Neun Jahre nach der Finanzkrise bleiben die Probleme in Europa ungelöst: Millionen vor allem junger Menschen finden keine Arbeit. Der Finanzsektor bläht sich weiter auf, Steueroasen florieren, die Ungleichheit nimmt zu. Die nächste große Krise kommt gewiss.
34.019 Seiten mit neuen Regulierungen und die europäischen Behörden machen die Finanzwirtschaft nicht sicherer. Sie erzeugen noch mehr Bürokratie und Komplexität. Wesentlich weniger, einfachere, aber härtere und konsequentere Regeln wären eine deutlich bessere Antwort.

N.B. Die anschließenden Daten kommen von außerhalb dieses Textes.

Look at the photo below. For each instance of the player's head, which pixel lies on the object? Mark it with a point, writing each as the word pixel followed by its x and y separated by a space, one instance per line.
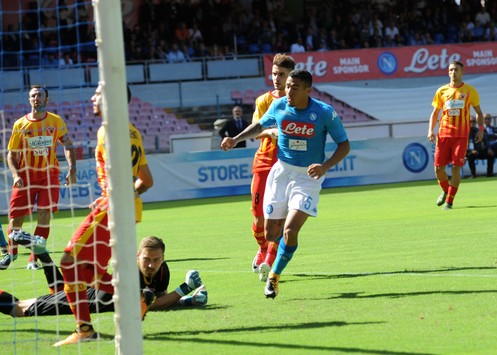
pixel 282 65
pixel 96 99
pixel 150 256
pixel 488 118
pixel 237 112
pixel 455 71
pixel 38 97
pixel 298 88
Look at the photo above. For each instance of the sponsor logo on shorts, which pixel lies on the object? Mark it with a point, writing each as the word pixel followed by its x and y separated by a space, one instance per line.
pixel 415 157
pixel 269 209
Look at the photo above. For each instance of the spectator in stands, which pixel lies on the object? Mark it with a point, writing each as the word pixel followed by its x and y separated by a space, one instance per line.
pixel 181 33
pixel 65 60
pixel 175 55
pixel 483 17
pixel 194 34
pixel 297 46
pixel 491 32
pixel 479 150
pixel 490 132
pixel 391 30
pixel 234 126
pixel 162 19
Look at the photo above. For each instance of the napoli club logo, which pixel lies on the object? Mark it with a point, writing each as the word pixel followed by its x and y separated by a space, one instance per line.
pixel 269 209
pixel 415 157
pixel 387 63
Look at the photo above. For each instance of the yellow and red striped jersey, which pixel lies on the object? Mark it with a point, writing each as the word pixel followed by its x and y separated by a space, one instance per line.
pixel 35 142
pixel 455 103
pixel 267 153
pixel 138 157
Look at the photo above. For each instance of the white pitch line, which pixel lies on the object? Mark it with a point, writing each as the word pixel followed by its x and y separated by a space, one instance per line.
pixel 354 274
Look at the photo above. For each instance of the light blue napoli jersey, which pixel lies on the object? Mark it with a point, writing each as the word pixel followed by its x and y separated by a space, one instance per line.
pixel 302 133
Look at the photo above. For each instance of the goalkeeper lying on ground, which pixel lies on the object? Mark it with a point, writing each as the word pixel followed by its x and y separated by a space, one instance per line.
pixel 154 281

Die Autoren erheben klare Forderungen, vor allem plädieren sie für einen ökologischen Umbau der Wirtschaft zugunsten klimafreundlicher Infrastrukturen und Energieversorgung, in die viel zu wenig investiert wird.
In diesem Sinne benennen sie die konkreten politisch notwendigen Maßnahmen, die ergriffen werden müssen für eine nachhaltige, gerechte und krisenfeste Finanzwirtschaft. Und zwar sofort.
Ulrike Herrmann ahnt schon den nächsten Crash bei der Lektüre des kleinen Buches der Grünen-Finanzexperten Sven Giegold, Udo Philipp und Gerhard Schick. Dabei wollen die drei Autoren ja genau das verhindern, erläutert Herrmann, indem sie Themen wie Exportüberschuss, Riesterrente und Lebensversicherung in großer inhaltlicher Dichte behandeln. Auch wenn letzteres die Rezensentin manchmal überfordert - dass viele Maßnahmen nach der letzten Finanzkrise wenig gebracht haben, lernt sie aus dem Buch dennoch.